Post
Topic
Board Announcements (Altcoins)
Re: [ANN][DRK] DarkCoin | First Anonymous Coin | First X11 | First DGW | Fork for Masternode Payment
by
ddink7
on 26/06/2014, 16:38:49 UTC

So to summarize, if a credible attacker announces his/her intention to destroy a POS currency, holders of that currency are likely to sell to the attacker very cheaply due to their belief that the attack will be successful and thus their coins will be worth nothing if they sell them. Very interesting point. In fact, it presents a "prisoner's dilemma" of sorts, where an attacker can be thwarted if the majority is able to resist the pressure, but where it's in the interests of an individual to break consensus and deal with the attacker.
6 pages and this is the argument:

"Then, there are two equilibria for our game. In the first one, when U > r(N + 1)/β, agent
0 buys strictly more than half of the coins and actually kills the CC. Since this is anticipated
by all the other agents, the latter are in competition to sell to agent 0 their coins, who they
know have already no value. The attack can be undertaken at no cost."

and its bad.
It doesn't count fiat as cost and equates 'known value' with price. Beyond that, it can be easily used for POW coins as well as it doesn't really matter what you are buying, hashpower or coins.

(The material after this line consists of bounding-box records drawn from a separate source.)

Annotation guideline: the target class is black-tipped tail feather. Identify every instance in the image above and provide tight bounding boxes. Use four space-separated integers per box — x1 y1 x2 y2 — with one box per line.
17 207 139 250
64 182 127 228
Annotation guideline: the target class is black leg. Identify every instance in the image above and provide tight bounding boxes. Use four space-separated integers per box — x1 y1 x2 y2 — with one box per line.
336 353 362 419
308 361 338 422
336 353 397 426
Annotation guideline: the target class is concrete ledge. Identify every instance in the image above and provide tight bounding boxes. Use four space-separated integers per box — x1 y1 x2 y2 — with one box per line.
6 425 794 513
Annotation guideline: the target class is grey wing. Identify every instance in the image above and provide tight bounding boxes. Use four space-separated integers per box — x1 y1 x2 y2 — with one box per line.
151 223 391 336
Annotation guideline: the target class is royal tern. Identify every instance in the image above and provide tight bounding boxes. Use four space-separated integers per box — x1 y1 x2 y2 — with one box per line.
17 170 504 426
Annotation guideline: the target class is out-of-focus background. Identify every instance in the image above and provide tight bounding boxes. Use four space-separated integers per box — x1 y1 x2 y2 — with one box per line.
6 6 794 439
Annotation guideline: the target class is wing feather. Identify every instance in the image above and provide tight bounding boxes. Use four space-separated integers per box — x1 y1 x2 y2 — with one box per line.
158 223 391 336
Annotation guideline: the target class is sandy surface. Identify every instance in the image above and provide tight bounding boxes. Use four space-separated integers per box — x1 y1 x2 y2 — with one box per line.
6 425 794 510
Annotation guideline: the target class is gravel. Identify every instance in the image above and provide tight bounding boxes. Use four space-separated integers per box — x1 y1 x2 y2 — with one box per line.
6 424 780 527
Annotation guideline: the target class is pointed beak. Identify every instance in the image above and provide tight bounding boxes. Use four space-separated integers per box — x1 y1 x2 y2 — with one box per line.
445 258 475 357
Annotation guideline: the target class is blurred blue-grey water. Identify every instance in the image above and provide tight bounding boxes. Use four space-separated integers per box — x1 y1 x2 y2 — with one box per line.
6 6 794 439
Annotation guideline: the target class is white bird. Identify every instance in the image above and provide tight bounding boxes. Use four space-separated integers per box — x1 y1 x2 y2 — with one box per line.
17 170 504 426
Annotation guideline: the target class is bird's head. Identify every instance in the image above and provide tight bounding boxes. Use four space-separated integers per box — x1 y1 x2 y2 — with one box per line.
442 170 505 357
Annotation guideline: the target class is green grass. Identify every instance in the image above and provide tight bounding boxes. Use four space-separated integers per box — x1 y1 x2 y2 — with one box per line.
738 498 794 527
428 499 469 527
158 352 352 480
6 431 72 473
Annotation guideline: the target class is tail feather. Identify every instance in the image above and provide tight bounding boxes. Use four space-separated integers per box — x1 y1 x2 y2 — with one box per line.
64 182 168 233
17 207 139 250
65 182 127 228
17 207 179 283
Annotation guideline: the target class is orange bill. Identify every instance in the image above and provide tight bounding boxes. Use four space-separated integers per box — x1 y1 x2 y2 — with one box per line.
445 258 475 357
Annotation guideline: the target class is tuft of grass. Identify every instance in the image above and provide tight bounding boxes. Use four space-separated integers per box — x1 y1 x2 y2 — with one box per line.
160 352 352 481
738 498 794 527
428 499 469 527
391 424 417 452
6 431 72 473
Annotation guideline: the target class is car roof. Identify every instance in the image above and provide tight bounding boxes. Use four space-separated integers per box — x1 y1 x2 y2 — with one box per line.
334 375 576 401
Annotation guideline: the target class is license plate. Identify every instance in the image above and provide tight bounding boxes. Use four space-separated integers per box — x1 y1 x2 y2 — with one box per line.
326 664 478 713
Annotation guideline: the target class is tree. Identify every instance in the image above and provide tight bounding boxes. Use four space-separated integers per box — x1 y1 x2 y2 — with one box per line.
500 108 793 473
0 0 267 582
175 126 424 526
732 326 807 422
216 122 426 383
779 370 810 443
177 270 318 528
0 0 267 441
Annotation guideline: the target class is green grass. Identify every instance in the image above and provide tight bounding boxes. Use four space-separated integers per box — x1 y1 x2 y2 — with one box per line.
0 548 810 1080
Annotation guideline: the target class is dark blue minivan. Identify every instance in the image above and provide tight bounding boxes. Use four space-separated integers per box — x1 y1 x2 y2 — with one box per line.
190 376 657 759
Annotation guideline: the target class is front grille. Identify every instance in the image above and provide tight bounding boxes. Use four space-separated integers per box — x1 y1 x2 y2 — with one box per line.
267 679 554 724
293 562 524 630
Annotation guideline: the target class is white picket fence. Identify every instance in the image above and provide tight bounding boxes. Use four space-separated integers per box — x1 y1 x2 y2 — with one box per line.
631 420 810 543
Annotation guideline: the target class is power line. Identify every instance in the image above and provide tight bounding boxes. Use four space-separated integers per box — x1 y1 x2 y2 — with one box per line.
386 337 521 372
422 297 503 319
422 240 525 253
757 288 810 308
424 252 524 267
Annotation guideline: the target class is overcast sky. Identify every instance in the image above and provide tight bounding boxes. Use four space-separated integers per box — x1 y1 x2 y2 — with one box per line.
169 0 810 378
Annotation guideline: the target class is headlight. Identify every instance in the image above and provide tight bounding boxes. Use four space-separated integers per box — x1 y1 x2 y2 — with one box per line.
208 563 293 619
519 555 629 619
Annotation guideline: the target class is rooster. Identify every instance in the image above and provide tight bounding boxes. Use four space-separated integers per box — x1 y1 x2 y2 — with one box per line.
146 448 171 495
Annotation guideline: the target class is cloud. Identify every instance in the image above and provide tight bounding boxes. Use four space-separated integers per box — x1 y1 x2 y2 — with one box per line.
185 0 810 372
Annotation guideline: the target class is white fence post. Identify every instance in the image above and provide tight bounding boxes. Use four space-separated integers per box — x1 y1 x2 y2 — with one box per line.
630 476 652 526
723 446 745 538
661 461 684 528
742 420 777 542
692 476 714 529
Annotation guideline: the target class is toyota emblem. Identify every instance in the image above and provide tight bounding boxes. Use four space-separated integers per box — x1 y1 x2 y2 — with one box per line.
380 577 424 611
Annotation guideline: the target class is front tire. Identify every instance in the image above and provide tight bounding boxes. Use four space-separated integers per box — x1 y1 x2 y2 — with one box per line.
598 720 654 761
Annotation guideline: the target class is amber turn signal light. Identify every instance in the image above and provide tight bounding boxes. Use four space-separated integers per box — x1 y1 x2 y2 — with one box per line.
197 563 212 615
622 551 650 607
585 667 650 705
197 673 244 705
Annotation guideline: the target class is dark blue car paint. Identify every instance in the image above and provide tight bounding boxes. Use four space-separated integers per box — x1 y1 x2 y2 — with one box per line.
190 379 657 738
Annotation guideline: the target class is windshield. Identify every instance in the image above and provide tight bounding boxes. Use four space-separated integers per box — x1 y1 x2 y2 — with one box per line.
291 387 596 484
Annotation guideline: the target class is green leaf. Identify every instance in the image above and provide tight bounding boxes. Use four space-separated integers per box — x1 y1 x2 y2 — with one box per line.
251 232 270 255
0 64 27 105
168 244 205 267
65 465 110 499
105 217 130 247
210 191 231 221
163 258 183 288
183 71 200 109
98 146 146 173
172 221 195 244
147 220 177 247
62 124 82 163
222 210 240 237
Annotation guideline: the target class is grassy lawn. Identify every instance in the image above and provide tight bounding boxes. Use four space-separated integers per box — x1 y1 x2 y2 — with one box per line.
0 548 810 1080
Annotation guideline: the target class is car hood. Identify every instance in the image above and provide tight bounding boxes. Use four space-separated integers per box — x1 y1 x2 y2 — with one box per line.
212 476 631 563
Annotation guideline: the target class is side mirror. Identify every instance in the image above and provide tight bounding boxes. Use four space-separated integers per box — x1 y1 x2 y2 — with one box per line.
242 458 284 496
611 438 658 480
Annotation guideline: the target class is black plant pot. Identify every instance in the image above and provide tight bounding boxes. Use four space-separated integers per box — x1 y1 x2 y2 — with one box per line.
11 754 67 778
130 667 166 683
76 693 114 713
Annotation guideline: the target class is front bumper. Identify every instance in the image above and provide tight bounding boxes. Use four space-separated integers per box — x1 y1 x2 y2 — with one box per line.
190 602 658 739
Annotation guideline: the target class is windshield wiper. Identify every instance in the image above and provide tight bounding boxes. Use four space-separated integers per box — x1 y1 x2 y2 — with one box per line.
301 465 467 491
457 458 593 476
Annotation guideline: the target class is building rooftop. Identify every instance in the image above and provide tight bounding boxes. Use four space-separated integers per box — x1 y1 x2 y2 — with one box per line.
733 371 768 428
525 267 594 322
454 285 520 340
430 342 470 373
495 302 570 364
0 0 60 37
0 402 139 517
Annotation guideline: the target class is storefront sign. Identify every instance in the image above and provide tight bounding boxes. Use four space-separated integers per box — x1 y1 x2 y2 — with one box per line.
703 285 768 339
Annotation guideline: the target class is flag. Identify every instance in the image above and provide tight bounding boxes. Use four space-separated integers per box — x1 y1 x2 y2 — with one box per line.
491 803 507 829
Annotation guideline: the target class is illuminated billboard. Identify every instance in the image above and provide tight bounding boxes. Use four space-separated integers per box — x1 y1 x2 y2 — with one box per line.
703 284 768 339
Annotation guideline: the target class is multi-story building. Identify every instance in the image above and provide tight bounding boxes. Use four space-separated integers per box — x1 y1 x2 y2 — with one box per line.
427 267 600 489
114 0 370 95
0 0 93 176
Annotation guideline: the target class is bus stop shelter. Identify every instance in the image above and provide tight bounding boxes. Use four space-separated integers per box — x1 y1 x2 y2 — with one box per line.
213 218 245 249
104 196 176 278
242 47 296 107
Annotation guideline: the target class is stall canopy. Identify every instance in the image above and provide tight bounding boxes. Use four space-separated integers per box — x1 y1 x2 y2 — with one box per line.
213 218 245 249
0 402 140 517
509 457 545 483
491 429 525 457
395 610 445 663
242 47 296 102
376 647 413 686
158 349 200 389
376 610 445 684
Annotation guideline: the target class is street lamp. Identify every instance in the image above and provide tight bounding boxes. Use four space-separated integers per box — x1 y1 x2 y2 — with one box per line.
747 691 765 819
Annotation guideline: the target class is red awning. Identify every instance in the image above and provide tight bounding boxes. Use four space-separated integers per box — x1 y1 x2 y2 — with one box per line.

Incorrect. In PoW, the network is secured by hardware, so the owner of a majority of coins is irrelevant. To anticipate your argument: yes, if one person decides to buy the majority of coins and attempts to destroy them by "dumping" that will drive the price down and reduce the economic incentives to mine. EXCEPT, that as fewer people mine, difficulty adjusts and mining becomes less expensive relative to rewards. Not only that, but as that paper points out, the cost of operating mining rigs is marginal (especially with difficulty adjustments).